Environnement

Recherches sur la Chimie verte : les échanges franco-chinois avancent à Lyon

La deuxième conférence franco-chinoise sur la Chimie verte ( Sino-french conference on green Chemistry) a eu lieu lundi et mardi à Lyon. Après la première édition en Chine, la conférence de Lyon a fait le point sur les recherches pour une chimie plus propre, plus économe en énergie, en matières premières, utilisant éventuellement des matériaux renouvelables, voire bio-sourcés.

Une quarantaine de chercheurs ont répondu à l’inviation des organisateurs, Bruno Andrioletti, professeur des Université à l’Université Lyon 1(1)  et Yves Queneau, Directeur de recherche au CNRS (1).

La chimie verte reconnue

La ” chimie verte” avance en France. L’idée a fait son chemin dans le domaine de la recherche où les chercheurs intéressés par cette chimie moins classique, longtemps minoritaires, sont pleinement reconnus. La chimie verte a été développée au sein de l’industrie chimique, pour réduire les risques, les rejets polluants, la consommation d’énergie, la consommation de matière. La catalyse, méthode qui permet d’optimiser les réactions a été un moteur de cette révolution et Lyon est une place forte de cette discipline. La chimie verte s’est développée au sein des pôles de compétitivité, comme AXELERA, d’abord pour remédier à des atteintes à l’environnement. Mais AXELERA s’intéresse aussi à l’usine chimique du futur et depuis moins longtemps aux matériaux biosourcés, c’est à dire tirés du végétal.

La chimie verte pour la remédiation

En Chine, le chemin a été différent. Les Pr. Huafeng Jiang (South China University Of Technology), Yanquin Wang ( East China University of Science and Technology) et Guochan Yin ( Huazhong University of Science and Technology) , ont rappelé que la Chine , pays en développement est confrontée à des défis immédiats: produire de l’énergie, produire des carburants, produire des biens de consommation.

Les incitations , pour la formation, la recherche, la production, viennent essentiellement de l’Etat central, qui planifie les actions pour cinq ans. La Chimie verte développe essentiellement des techniques de remédiation pour réduire la pollution de l’air et la pollution de l’eau, éco-ressource essentielle.

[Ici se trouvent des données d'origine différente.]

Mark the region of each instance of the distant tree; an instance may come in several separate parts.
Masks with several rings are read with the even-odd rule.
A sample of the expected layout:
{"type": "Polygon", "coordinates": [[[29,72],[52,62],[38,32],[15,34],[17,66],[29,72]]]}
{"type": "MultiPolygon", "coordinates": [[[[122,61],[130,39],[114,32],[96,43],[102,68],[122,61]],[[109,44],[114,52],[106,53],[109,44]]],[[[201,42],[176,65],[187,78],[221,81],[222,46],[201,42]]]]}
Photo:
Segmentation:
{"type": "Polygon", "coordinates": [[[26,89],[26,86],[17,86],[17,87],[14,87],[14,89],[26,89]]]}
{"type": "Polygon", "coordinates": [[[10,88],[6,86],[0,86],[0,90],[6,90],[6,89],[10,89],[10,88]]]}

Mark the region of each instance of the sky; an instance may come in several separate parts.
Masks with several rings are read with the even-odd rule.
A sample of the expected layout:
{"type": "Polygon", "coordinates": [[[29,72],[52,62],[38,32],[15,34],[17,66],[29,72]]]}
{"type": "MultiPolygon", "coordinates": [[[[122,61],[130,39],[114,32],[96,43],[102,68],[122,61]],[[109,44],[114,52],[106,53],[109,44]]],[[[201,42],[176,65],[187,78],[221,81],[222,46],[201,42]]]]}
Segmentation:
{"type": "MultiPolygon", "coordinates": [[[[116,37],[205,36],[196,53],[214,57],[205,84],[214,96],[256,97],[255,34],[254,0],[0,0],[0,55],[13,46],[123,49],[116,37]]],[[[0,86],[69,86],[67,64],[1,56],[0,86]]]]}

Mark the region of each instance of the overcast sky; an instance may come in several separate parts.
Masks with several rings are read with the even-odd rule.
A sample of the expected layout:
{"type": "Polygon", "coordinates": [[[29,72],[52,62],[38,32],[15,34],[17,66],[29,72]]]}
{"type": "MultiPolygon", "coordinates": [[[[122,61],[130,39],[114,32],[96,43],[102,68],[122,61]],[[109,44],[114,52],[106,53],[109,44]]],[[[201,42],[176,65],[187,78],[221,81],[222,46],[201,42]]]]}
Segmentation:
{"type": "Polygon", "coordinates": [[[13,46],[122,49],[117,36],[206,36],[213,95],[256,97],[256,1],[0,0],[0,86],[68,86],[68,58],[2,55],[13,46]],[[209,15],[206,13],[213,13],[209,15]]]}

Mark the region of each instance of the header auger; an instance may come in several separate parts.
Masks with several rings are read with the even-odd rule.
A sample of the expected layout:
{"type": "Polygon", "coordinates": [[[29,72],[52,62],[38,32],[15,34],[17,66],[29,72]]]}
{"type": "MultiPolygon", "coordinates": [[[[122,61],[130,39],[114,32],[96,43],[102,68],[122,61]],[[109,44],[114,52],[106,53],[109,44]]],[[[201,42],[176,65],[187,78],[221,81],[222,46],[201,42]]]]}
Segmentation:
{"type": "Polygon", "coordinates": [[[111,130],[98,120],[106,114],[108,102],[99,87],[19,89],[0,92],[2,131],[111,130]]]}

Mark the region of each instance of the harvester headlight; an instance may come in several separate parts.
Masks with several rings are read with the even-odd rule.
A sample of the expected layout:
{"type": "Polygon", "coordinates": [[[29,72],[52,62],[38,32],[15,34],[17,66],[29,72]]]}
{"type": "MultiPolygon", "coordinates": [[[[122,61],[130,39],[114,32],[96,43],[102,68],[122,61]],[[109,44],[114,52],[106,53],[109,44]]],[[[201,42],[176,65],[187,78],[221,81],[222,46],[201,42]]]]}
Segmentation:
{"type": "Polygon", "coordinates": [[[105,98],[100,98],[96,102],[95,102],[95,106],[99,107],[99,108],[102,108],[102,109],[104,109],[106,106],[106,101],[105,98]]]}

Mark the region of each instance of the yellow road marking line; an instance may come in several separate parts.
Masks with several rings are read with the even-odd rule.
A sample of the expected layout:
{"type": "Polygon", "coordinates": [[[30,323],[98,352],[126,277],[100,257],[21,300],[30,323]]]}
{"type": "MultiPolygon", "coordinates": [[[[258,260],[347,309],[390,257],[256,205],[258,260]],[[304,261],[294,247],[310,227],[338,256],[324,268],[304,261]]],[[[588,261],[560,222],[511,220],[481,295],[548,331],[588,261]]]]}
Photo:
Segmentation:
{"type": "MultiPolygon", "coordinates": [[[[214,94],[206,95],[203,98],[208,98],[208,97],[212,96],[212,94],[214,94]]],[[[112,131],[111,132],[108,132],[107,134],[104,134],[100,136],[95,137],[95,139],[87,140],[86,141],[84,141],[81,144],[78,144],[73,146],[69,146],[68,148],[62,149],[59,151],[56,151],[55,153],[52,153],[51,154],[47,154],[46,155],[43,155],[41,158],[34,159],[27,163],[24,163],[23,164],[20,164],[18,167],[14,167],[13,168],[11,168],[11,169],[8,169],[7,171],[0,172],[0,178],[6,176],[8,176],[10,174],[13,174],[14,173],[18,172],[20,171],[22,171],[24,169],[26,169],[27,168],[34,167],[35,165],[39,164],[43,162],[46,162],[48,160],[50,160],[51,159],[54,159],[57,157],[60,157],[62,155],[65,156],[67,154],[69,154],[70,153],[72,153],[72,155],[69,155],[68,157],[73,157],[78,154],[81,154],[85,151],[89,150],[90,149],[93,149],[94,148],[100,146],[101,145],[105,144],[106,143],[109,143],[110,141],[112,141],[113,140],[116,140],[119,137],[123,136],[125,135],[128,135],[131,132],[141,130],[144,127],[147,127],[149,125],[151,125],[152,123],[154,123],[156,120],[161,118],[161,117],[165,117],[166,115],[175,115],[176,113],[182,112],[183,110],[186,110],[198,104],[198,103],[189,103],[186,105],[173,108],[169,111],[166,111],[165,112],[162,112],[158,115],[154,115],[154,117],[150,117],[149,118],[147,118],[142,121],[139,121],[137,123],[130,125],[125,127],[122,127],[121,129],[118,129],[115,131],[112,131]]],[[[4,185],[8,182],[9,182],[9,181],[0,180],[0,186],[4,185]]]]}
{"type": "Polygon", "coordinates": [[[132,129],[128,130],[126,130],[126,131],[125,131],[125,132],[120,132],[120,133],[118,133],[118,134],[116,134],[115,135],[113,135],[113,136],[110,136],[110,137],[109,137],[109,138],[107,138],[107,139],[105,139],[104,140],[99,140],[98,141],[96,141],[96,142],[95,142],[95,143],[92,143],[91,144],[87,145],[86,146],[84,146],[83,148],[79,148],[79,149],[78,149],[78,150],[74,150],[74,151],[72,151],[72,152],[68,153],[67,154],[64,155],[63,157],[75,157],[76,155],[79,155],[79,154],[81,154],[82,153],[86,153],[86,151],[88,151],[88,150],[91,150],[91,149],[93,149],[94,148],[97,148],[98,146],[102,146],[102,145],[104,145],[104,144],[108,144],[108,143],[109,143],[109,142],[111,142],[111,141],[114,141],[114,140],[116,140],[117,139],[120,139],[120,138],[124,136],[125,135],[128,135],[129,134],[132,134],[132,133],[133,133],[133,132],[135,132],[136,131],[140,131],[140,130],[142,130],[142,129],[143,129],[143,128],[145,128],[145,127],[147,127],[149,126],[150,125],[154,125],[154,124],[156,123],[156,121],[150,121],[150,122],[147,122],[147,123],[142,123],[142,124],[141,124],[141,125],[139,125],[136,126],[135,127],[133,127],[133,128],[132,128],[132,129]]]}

Des avancées pour le charbon propre

La Chine n’inscrit pas encore dans ses priorités, le remplacement des  matériaux fossiles par des matériaux biosourcés. ” Nous avons fait beaucoup de progrès dans l’utilisation propre du charbon” souligne la Pr Yanqin Wang. Mais la Chine s’intéressera rapidement à ces voies nouvelles, pour lesquelles les chercheurs français ont défriché de nombreuses pistes.

La Conférence sino-française sur la Chimie verte ouvre des perspectives de coopération franco-chinoise à plusieurs niveaux. Les chercheurs français cernent mieux les attentes de leurs collègues chinois, savent quelles thèmes de travail leur proposer. Les chercheurs chinois savent qu’ils peuvent compter sur des expériences françaises dans de nombreux secteurs. Rendez-vous pour la troisième conférence en Chine…

michel.deprost@enviscope.com

1) Bruno Andrioletti, est professeur à l’Université Lyon 1, enseignant à CPE Lyon et travaille à l’Institut de Chimie et de Biochimie Moléculaires et Supramoléculaires.

2) Yves Queneau travaille à l’Institut de Chimie et de Biochimie Moléculaires et Supramoléculaires, Unité Mixte de Recherche Université Lyon 1-INSA de Lyon, CPE Lyon.

La table ronde finale a été animée par Michel Deprost, d’Enviscope.